Another piece of practical advice is to avoid being carried away by the ambience of an impressive venue and thus forget to ask the more practical questions about the facilities available. This point is connected with another helpful piece of advice, to make sure that you are clear on your objectives and priorities before starting the selection process.

An impressive ambience may be important of the event is of a prestigious nature with attendees who need to be made to feel important. On the other hand it may give the wrong impression if times are hard and the requirement is more routine. Similarly a London venue may be important if there are attendees from overseas who need to be occupied during evenings and weekends but a distraction for a local audience.
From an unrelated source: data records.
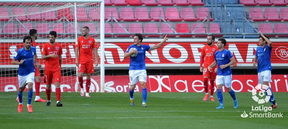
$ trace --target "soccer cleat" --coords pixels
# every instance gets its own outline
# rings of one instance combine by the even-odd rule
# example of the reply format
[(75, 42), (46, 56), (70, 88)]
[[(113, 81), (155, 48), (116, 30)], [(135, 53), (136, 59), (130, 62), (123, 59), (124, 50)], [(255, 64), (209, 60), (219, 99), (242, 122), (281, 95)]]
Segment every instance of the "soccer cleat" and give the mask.
[(204, 98), (203, 99), (203, 101), (206, 101), (209, 96), (209, 95), (207, 94), (205, 94), (205, 96), (204, 97)]
[(224, 106), (223, 105), (219, 105), (219, 106), (216, 108), (216, 109), (222, 109), (224, 108)]
[(60, 103), (60, 102), (57, 103), (57, 104), (56, 105), (56, 106), (63, 106), (63, 104)]
[(84, 96), (84, 88), (81, 88), (81, 91), (80, 92), (80, 95), (81, 96)]
[(148, 106), (147, 106), (147, 104), (146, 104), (146, 103), (144, 103), (142, 104), (142, 107), (148, 107)]
[(21, 112), (22, 112), (22, 107), (23, 107), (23, 104), (19, 104), (19, 105), (18, 105), (18, 113), (21, 113)]
[(32, 113), (32, 106), (31, 105), (29, 105), (29, 106), (27, 106), (27, 110), (28, 110), (28, 112)]
[(46, 104), (46, 106), (50, 106), (50, 104), (51, 104), (51, 102), (50, 101), (47, 101), (47, 104)]
[(37, 99), (35, 98), (35, 102), (47, 102), (47, 101), (45, 100), (43, 100), (41, 98), (39, 98), (38, 99)]
[(90, 97), (90, 96), (89, 96), (89, 93), (85, 93), (85, 96), (87, 97)]
[(134, 100), (130, 100), (130, 104), (131, 106), (134, 106), (135, 105), (134, 104)]
[(274, 101), (272, 102), (272, 103), (273, 104), (271, 105), (272, 108), (272, 109), (276, 109), (276, 107), (277, 107), (277, 103), (276, 103), (276, 101), (274, 100)]
[(237, 100), (236, 101), (234, 101), (234, 108), (237, 109), (238, 108), (238, 102), (237, 102)]
[(213, 98), (213, 97), (211, 97), (210, 98), (210, 101), (215, 101), (215, 100), (214, 100), (214, 98)]

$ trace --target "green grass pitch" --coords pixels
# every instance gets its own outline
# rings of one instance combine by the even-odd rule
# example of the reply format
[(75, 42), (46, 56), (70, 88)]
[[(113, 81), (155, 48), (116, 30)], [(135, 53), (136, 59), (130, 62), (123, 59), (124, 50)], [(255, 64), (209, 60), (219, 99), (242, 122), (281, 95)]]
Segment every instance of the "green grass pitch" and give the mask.
[[(141, 93), (134, 93), (135, 106), (130, 104), (129, 93), (90, 93), (91, 97), (79, 93), (62, 93), (62, 107), (56, 106), (55, 92), (51, 105), (33, 101), (33, 112), (26, 108), (27, 92), (23, 94), (23, 110), (17, 111), (16, 92), (0, 92), (0, 128), (287, 128), (288, 92), (274, 93), (278, 106), (267, 112), (283, 114), (283, 118), (242, 118), (249, 114), (265, 113), (252, 111), (259, 104), (251, 93), (236, 93), (239, 107), (233, 107), (229, 93), (223, 93), (224, 109), (215, 109), (215, 102), (203, 101), (204, 94), (197, 93), (148, 93), (148, 108), (141, 107)], [(40, 93), (46, 99), (45, 92)], [(208, 98), (210, 100), (210, 98)]]

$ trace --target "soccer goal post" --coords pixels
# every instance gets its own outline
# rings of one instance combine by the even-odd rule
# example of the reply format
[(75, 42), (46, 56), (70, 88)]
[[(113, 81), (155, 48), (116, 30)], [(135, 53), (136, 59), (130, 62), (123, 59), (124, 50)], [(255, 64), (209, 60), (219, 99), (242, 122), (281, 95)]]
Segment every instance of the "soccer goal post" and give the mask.
[[(57, 33), (56, 42), (61, 44), (63, 60), (60, 83), (62, 92), (78, 92), (78, 68), (75, 65), (75, 42), (81, 36), (83, 27), (88, 27), (89, 35), (95, 39), (98, 66), (94, 66), (90, 92), (104, 92), (104, 0), (4, 0), (0, 3), (0, 92), (17, 91), (18, 66), (11, 63), (17, 51), (24, 46), (23, 38), (32, 29), (37, 30), (35, 40), (37, 61), (43, 82), (45, 61), (41, 50), (49, 42), (50, 31)], [(68, 3), (69, 2), (69, 3)], [(103, 57), (103, 58), (101, 58)], [(93, 60), (95, 58), (93, 57)], [(95, 61), (93, 61), (93, 62)], [(84, 87), (86, 75), (84, 76)], [(55, 91), (54, 82), (52, 91)], [(34, 87), (33, 87), (33, 88)], [(27, 90), (26, 89), (26, 90)], [(35, 89), (34, 89), (35, 91)]]

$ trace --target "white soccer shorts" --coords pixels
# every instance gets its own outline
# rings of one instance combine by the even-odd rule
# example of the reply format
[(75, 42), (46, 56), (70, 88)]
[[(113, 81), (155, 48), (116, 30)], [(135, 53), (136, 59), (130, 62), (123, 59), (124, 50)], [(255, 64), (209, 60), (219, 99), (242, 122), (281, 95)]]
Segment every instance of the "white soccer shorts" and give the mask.
[(263, 85), (264, 81), (272, 82), (271, 70), (265, 70), (258, 73), (258, 83)]
[(18, 75), (18, 83), (19, 83), (19, 87), (22, 87), (28, 83), (34, 83), (34, 78), (35, 73), (31, 72), (29, 74), (22, 76)]
[(147, 73), (146, 70), (129, 70), (129, 80), (130, 85), (134, 85), (139, 81), (147, 82)]
[(232, 74), (227, 76), (217, 75), (215, 79), (216, 85), (223, 84), (227, 88), (231, 87), (232, 81)]

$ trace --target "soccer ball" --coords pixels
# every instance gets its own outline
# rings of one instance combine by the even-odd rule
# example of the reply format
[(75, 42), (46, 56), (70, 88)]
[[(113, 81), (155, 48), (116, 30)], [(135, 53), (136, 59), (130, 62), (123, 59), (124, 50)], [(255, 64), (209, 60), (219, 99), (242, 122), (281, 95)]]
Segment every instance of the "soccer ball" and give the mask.
[(135, 57), (136, 56), (137, 56), (137, 55), (138, 54), (138, 51), (137, 50), (137, 49), (136, 49), (136, 48), (130, 48), (130, 50), (129, 50), (129, 52), (130, 52), (131, 51), (132, 51), (132, 49), (136, 50), (136, 51), (137, 51), (137, 53), (136, 53), (136, 54), (132, 54), (132, 55), (131, 55), (131, 57)]

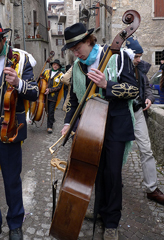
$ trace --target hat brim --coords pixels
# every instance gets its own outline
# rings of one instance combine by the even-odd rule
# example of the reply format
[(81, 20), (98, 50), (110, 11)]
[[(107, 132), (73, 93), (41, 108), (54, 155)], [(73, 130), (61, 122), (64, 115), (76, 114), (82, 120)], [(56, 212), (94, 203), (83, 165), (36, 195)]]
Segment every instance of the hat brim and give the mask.
[[(58, 65), (59, 65), (59, 67), (60, 67), (60, 68), (62, 68), (62, 65), (61, 65), (61, 64), (59, 64), (59, 63), (57, 63), (57, 62), (53, 62), (53, 63), (56, 63), (56, 64), (58, 64)], [(53, 64), (53, 63), (50, 63), (50, 65), (52, 66), (52, 64)]]
[(94, 28), (89, 29), (88, 30), (88, 34), (85, 35), (84, 38), (81, 38), (81, 39), (79, 39), (77, 41), (65, 44), (64, 47), (61, 49), (61, 51), (64, 51), (66, 49), (70, 49), (70, 48), (74, 47), (76, 44), (78, 44), (79, 42), (83, 41), (86, 37), (88, 37), (90, 34), (92, 34), (93, 31), (94, 31)]
[(3, 32), (0, 32), (0, 37), (2, 37), (4, 34), (8, 33), (9, 31), (11, 31), (11, 28), (3, 29)]

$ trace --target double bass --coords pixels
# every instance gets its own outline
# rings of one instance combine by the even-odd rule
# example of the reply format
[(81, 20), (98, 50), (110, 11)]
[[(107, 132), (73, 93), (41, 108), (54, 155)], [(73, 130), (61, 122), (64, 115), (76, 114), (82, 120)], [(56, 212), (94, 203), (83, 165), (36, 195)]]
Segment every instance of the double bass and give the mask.
[(54, 55), (55, 55), (55, 52), (51, 51), (50, 56), (45, 61), (44, 66), (39, 75), (39, 78), (37, 80), (38, 88), (39, 88), (39, 97), (38, 97), (37, 101), (31, 102), (31, 104), (30, 104), (30, 119), (32, 120), (32, 122), (40, 121), (40, 119), (42, 118), (42, 115), (43, 115), (43, 110), (46, 106), (46, 96), (44, 93), (47, 88), (47, 81), (41, 77), (41, 74), (43, 73), (43, 71), (46, 67), (46, 64), (51, 61), (51, 59), (54, 57)]
[[(101, 72), (104, 71), (112, 54), (119, 53), (122, 43), (137, 30), (140, 15), (135, 10), (128, 10), (124, 13), (122, 20), (129, 26), (114, 38), (111, 46), (106, 50), (98, 67)], [(91, 81), (71, 120), (63, 145), (86, 98), (90, 92), (95, 91), (95, 87), (96, 84)], [(50, 227), (50, 235), (58, 240), (77, 240), (78, 238), (99, 167), (107, 113), (108, 102), (96, 97), (87, 101), (80, 118)]]

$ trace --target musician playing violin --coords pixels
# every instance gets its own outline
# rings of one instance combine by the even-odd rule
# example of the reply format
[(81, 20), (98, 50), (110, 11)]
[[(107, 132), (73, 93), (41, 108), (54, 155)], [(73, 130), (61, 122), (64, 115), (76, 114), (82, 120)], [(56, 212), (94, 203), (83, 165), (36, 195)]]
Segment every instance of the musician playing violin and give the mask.
[[(77, 59), (72, 69), (70, 100), (62, 135), (69, 129), (86, 87), (93, 81), (97, 85), (96, 93), (109, 101), (104, 145), (95, 182), (95, 209), (104, 223), (104, 240), (116, 240), (122, 209), (123, 157), (129, 141), (134, 140), (131, 99), (138, 95), (138, 87), (126, 52), (122, 58), (118, 56), (112, 64), (107, 64), (104, 73), (97, 70), (107, 46), (96, 44), (93, 31), (87, 31), (82, 23), (76, 23), (64, 32), (66, 44), (62, 50), (70, 49)], [(116, 65), (122, 66), (121, 74), (109, 75), (109, 68), (116, 68)]]
[[(18, 92), (16, 105), (16, 121), (22, 124), (16, 138), (13, 142), (8, 143), (0, 141), (0, 166), (4, 181), (6, 202), (8, 205), (7, 223), (9, 227), (10, 240), (22, 240), (22, 223), (24, 218), (24, 207), (22, 200), (22, 182), (20, 178), (22, 169), (22, 150), (21, 141), (27, 138), (27, 124), (26, 124), (26, 100), (36, 101), (39, 91), (37, 83), (34, 81), (33, 67), (36, 64), (35, 59), (31, 54), (23, 50), (9, 48), (7, 53), (6, 34), (9, 34), (10, 29), (3, 29), (0, 24), (0, 87), (1, 91), (1, 122), (4, 120), (4, 95), (7, 92), (9, 85), (12, 85)], [(6, 66), (4, 66), (5, 58), (8, 54)], [(18, 56), (18, 61), (14, 58)], [(16, 60), (15, 68), (13, 69), (13, 62)], [(5, 75), (4, 75), (5, 74)], [(5, 81), (3, 84), (3, 76)], [(2, 215), (0, 212), (0, 232), (2, 228)]]
[(45, 70), (41, 75), (48, 82), (48, 87), (45, 91), (45, 94), (48, 96), (48, 133), (52, 133), (53, 123), (55, 122), (55, 108), (63, 96), (63, 83), (61, 82), (61, 77), (63, 76), (61, 71), (62, 65), (58, 59), (51, 61), (50, 64), (51, 69)]

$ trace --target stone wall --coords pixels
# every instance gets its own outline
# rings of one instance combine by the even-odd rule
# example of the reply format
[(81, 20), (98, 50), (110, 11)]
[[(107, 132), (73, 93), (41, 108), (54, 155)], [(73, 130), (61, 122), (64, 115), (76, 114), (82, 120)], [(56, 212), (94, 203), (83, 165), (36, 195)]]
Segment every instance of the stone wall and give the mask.
[(112, 37), (122, 29), (125, 24), (122, 23), (122, 16), (125, 11), (133, 9), (139, 12), (141, 23), (135, 36), (144, 49), (143, 60), (152, 64), (148, 77), (150, 78), (159, 68), (155, 65), (155, 52), (164, 49), (164, 18), (154, 17), (154, 1), (150, 0), (113, 0), (114, 8), (112, 15)]
[(164, 105), (152, 104), (148, 113), (152, 151), (157, 163), (164, 165)]

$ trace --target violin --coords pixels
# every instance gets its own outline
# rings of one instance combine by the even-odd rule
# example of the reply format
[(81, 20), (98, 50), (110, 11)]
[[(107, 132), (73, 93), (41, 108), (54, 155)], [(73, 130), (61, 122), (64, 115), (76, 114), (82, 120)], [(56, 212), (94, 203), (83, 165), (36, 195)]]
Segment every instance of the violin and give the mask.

For those who do not get time to read the article fully, here’s an abbreviated version of the checklist:

• Make easy access a high priority
• Match venue to objective
• Match venue to audience
• Research thoroughly
• Don’t get swept along by the ambience
• Assess crisis management capability

There is also a suggestion that, where you are using a venue on a regular basis, you should consider changing from time to time, to keep them on their toes and to refresh the event. I found myself disagreeing with this, perhaps because of my conservative nature and the experience of so many sub-standard venues over the years. The other point of view is – if you find the right place and the standards are consistently high – stick with it!

To access this article go to http://www.personneltoday.com/articles/2009/08/04/51546/conference-venues-10-tips-on-finding-the-perfect-venue.html

How to manage your negotiating team, by Joanna Brett, Kristin Behfar and Ray Friedman, Harvard Business Review, August 2009

This article is at a relatively practical and down to earth level for the HBR and seems to be relevant to an increasing number of our clients. There was a time when negotiating teams mainly featured as part of major acquisitions and contract deals but now we see them increasingly as part of day to day business life.

Consumer goods companies send cross-functional teams to talk to retailer customers about next year’s terms of trade. Companies pitching for major contracts can no longer rely on one to one personal relationships but find Finance, IT and Procurement Departments becoming involved; their response has to be to fight fire with fire by sending in their own cross-functional team.

This article confirms the point that we have often made in our sessions on negotiations – that the more people you include in a negotiating team, the more difficult it is to coordinate and the more likely it is for things to go wrong. But if a multi-functional approach is essential, then something has to be done to make coordination as effective as possible.

The article is based on research into 45 negotiating teams and the results showed that the biggest challenges normally come from ‘their own side of the table’. The two key challenges are aligning the conflicting interests of the different team members and implementing a disciplined process during the negotiation itself. The finance person is likely to focus on costs and the marketer on quality so they must agree the right balance before the key meetings, not during the negotiations.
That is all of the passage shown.